A really good discussion on Zoom tonight on the subject of President Jimmy Carter between Jonathan Alter and Walter Isaacson, hosted by Politics and Prose. The discussion was in celebration of Alter’s new book His Very Best: Jimmy Carter a Life.
Interesting takeaways: Carter not a great president, but he was a consequential president. He was the greatest conservation president, knew about global warming in the 1970s, and if he had been re-elected he would have begun a climate change policy in the 1980s that was on the same level as the Paris Climate Agreement. He was a political failure, but was good at everything else. A Renaissance president. He had famous musicians appear at his rallies. Rosalynn is more politically astute of the two. Jimmy met Rosalynn when she was just 3 months old and apparently they wrote really steamy love letters to each other.. And sadly due to a fall last year and a Subdural Hematoma (I believe they said) Jimmy has lost his sight, so he listens to books on tape – such as His Very Best. However, Rosalynn is reading the book.
The official blurb:
Jonathan Alter tells the epic story of an enigmatic man of faith and his improbable journey from barefoot boy to global icon. Alter paints an intimate and surprising portrait of the only president since Thomas Jefferson who can fairly be called a Renaissance Man, a complex figure–ridiculed and later revered–with a piercing intelligence, prickly intensity, and biting wit beneath the patented smile. Here is a moral exemplar for our times, a flawed but underrated president of decency and vision who was committed to telling the truth to the American people.

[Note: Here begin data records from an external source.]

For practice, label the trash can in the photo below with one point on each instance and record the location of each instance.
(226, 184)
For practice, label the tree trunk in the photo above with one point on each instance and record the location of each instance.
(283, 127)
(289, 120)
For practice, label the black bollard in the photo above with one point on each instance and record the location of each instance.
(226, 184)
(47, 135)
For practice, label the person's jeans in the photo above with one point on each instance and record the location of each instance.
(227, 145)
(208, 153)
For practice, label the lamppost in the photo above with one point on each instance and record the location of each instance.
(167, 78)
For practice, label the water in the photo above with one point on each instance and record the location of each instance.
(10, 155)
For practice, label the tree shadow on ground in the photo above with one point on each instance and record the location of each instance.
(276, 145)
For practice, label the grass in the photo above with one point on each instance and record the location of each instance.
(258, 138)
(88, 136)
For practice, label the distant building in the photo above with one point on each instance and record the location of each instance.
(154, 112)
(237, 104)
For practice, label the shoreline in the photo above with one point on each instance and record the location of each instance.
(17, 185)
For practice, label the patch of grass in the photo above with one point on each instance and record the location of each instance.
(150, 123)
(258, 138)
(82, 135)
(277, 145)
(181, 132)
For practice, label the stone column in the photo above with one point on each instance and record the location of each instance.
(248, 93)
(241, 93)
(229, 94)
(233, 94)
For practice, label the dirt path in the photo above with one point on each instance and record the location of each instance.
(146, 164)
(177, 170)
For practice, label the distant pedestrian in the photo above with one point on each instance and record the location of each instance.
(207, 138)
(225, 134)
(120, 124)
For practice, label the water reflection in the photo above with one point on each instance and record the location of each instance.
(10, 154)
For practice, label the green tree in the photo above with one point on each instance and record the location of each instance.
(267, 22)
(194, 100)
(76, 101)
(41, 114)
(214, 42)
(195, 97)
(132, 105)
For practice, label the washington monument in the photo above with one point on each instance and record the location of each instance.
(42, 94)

Growing up in one of the meanest counties in the Jim Crow South, Carter is the only American president who essentially lived in three centuries: his early life on the farm in the 1920s without electricity or running water might as well have been in the nineteenth; his presidency put him at the center of major events in the twentieth; and his efforts on conflict resolution and global health set him on the cutting edge of the challenges of the twenty-first.
Jonathan Alter is an award-winning historian, columnist and documentary filmmaker. An MSNBC political analyst and former senior editor at Newsweek, he is the author of three New York Times bestsellers: The Center Holds: Obama and His Enemies; The Promise: President Obama, Year One; and The Defining Moment: FDR’s Hundred Days and the Triumph of Hope.
Walter Isaacson, a professor of history at Tulane, has been CEO of the Aspen Institute, chair of CNN, and editor of Time. He is the author of Leonardo da Vinci; The Innovators; Steve Jobs; Einstein: His Life and Universe; Benjamin Franklin: An American Life; and Kissinger: A Biography, and the coauthor of The Wise Men: Six Friends and the World They Made.